Help Needed for Lighting with Composited Scenes

I have been experimenting with camera tracking and compositing scenes over recorded footage, and I am having issues with shadows and lighting. I am aiming for lighting to be as realistic as possible. I take multiple exposures on the spot with a 360° camera and merge them into a true HDR image, then use that as an environment texture to light the scene.

When I press “Setup Tracking Scene” in the movie clip editor it automatically sets up a foreground and backup layer for shadows, which works great at first glance. However, I soon noticed that the nodes are set up so that only greyscale shadows are overlayed onto the video footage, and aren’t affected by ambient light or light reflected from scene objects. I am looking for a solution so that the background scene will overlay color/light from ambient light and any light reflected from scene objects.

Update:
So I found this thread with a possible solution setup:


However, this setup still uses the shadow output from the render layer, so shadows are very one-dimensional.

For reference, here is a render of my scene after compositing.
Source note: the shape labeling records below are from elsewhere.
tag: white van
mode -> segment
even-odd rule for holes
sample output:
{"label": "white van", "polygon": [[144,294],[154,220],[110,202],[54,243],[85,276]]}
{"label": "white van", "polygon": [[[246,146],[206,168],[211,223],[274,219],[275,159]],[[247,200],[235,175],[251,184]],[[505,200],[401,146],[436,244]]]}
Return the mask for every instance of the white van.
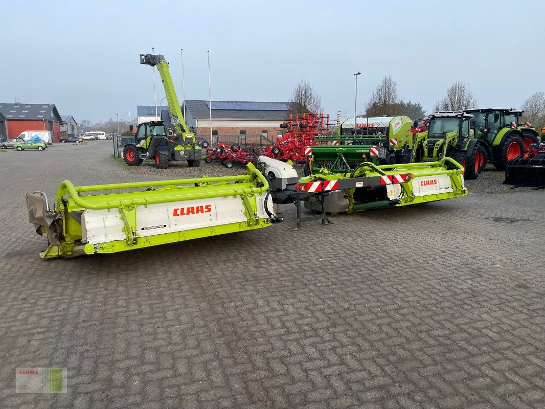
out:
{"label": "white van", "polygon": [[23,131],[17,137],[28,141],[32,139],[34,136],[38,136],[40,139],[45,142],[48,145],[53,143],[53,136],[49,131]]}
No shadow depth and little to no ambient light.


Here is a render of my scene without compositing. Notice the shadow has a cooler color temperature due to ambient light from the sky.


The second image is more desirable, but I don’t know of a way to seamlessly transmit the lighting from the shadow catcher to the background footage.

I disagree that the second image is more desirable. I see “another, real, shadow over there.” Simply make this shadow look more like that one. For example, extract the shadow-information from your (MultiLayer OpenEXR, of course …) render, darken it, and maybe blur it a little.

Also, consider rendering the object on a “shadow-catcher plane” which you discard – leaving only the shadow and, separately, the alpha-masked object. Now you can use the shadow to darken the real background from the clean plate (blurred, as previously mentioned), so that the polygon now appears to sit on the actual ground. Although you did a good job of simulating pavement, you actually don’t need to do that in most cases.